MIT 18.065: Lecture 22 - Gradient Descent
Gradient descent is a fundamental algorithm for minimizing a function, but its behavior is controlled by curvature, step size, and condition number.
A Quadratic Matrix
\[ f(v)=\frac{1}{2}v^\top S v=\frac{1}{2}(x^2+b y^2), \qquad S=\begin{bmatrix}1&0\\0&b\end{bmatrix}, \qquad v=\begin{bmatrix}x\\y\end{bmatrix}. \]
This is the standard bowl model for analyzing gradient methods.
Gradient
For a linear function \[ f(x,y)=2x+5y, \] its gradient is \[ \nabla f=\begin{bmatrix}2\\5\end{bmatrix}, \] and the Hessian is zero: \[ H=\nabla^2 f=\begin{bmatrix}0&0\\0&0\end{bmatrix}. \]
So linear functions have constant slope and no curvature.
Hessian and Convexity
Definitions
- Convex: Hessian is positive semidefinite (PSD).
- Strictly convex: Hessian is positive definite (PD).
In eigenvalue language:
- PSD means \(\lambda_i\ge 0\) for all \(i\) (flat directions are allowed).
- PD means \(\lambda_i>0\) for all \(i\) (curvature in every direction).
Consequences:
- PSD convex objective: global minima exist, but may not be unique.
- PD objective: global minimum is unique.

Example
\[ f(x)=\frac{1}{2}x^\top Sx-a^\top x-b. \]
Then
- \(\nabla f = Sx-a\)
- \(H=\nabla^2 f=S\)
The minimizer solves \[ Sx-a=0 \quad\Rightarrow\quad x^*=S^{-1}a, \] assuming \(S\) is invertible.
A Remarkable Convex Function
\[ f(X)=-\log\det(X),\qquad X\in\mathbb{S}_{++}^n. \]
A key identity from matrix calculus is \[ \frac{\partial \log\det X}{\partial X_{ij}}=(X^{-1})_{ji}, \] so \[ \nabla_X\big(-\log\det X\big)=-X^{-\top}. \]

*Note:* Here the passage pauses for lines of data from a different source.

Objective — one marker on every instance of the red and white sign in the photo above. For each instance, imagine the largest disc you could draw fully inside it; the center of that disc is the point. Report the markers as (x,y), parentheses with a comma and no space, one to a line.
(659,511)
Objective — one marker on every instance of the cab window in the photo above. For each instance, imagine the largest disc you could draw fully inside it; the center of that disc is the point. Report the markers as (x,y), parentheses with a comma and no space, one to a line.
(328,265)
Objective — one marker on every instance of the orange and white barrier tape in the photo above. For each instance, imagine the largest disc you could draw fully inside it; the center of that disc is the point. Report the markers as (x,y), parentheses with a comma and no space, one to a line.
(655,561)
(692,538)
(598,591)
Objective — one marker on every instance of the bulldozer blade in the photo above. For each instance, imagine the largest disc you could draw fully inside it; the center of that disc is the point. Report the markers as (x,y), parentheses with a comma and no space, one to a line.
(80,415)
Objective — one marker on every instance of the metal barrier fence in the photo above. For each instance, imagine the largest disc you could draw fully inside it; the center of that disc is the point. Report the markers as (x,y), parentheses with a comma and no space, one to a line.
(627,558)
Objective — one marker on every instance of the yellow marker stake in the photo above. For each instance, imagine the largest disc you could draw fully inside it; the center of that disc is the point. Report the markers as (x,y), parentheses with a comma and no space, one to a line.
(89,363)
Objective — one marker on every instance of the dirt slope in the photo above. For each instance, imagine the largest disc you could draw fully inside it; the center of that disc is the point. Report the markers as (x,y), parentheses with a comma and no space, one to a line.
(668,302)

This function appears throughout optimization (barrier methods, covariance estimation, SDP-type models).
Gradient Descent
\[ x_{k+1}=x_k-s_k\nabla f(x_k), \] where \(s_k\) is the step size (learning rate).

Line Search Strategies
Exact Line Search
Choose \[ s_k=\arg\min_{s>0} f\big(x_k-s\nabla f(x_k)\big), \] so each step is optimal along the current descent line.
Backtracking Line Search
Start from a candidate step (often large), then shrink it until sufficient decrease is satisfied.

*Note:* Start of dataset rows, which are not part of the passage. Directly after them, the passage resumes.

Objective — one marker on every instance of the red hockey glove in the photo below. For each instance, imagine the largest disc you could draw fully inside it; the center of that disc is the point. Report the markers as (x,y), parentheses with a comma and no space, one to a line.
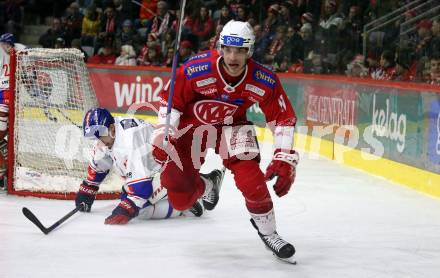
(283,166)
(124,212)
(161,153)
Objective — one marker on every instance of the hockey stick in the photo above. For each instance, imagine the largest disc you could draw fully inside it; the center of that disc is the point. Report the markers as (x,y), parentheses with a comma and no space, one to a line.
(173,71)
(29,215)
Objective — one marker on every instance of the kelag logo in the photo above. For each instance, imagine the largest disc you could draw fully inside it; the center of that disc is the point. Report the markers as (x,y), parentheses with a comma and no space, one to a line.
(434,132)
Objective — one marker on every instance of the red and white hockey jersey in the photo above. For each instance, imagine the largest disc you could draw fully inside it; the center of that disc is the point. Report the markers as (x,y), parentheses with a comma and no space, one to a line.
(203,97)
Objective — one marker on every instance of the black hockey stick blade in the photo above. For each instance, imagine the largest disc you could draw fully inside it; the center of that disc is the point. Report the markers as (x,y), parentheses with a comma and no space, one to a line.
(29,215)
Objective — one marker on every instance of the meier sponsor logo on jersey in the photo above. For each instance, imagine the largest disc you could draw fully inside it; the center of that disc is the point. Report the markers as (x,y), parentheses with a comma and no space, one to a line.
(197,69)
(200,56)
(206,81)
(255,89)
(236,41)
(213,111)
(208,92)
(264,78)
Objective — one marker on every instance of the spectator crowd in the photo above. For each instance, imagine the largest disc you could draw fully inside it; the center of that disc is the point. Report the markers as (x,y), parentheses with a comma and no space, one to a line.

This is usually cheaper and more practical than exact line search.
Condition Number and Reduction
For quadratic objectives, convergence speed is governed by the condition number \[ \kappa=\frac{M}{m}, \] where \(M\) and \(m\) are largest/smallest Hessian eigenvalues.

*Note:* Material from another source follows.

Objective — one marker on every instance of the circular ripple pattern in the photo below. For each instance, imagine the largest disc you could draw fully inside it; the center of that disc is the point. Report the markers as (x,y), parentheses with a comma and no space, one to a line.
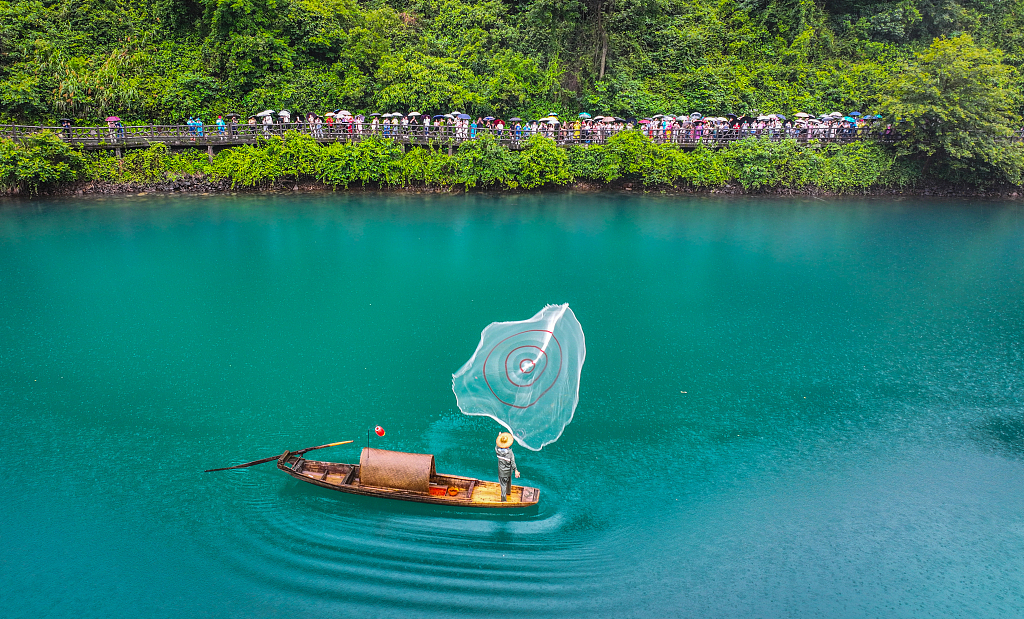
(519,362)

- Well-conditioned (\(\kappa\approx 1\)): level sets are close to circles, gradients point toward the minimizer, and convergence is fast.
- Ill-conditioned (\(\kappa\gg 1\)): level sets are elongated, iterates zigzag across valleys, and convergence is slow.
A classical reduction factor with exact line search behaves like \[ \rho\approx\frac{\kappa-1}{\kappa+1}, \] so larger \(\kappa\) means slower progress per step.
Takeaway. Gradient descent performance is not just about choosing a learning rate. The geometry of the objective (through Hessian eigenvalues and condition number) is the central factor determining whether optimization is smooth or painfully slow.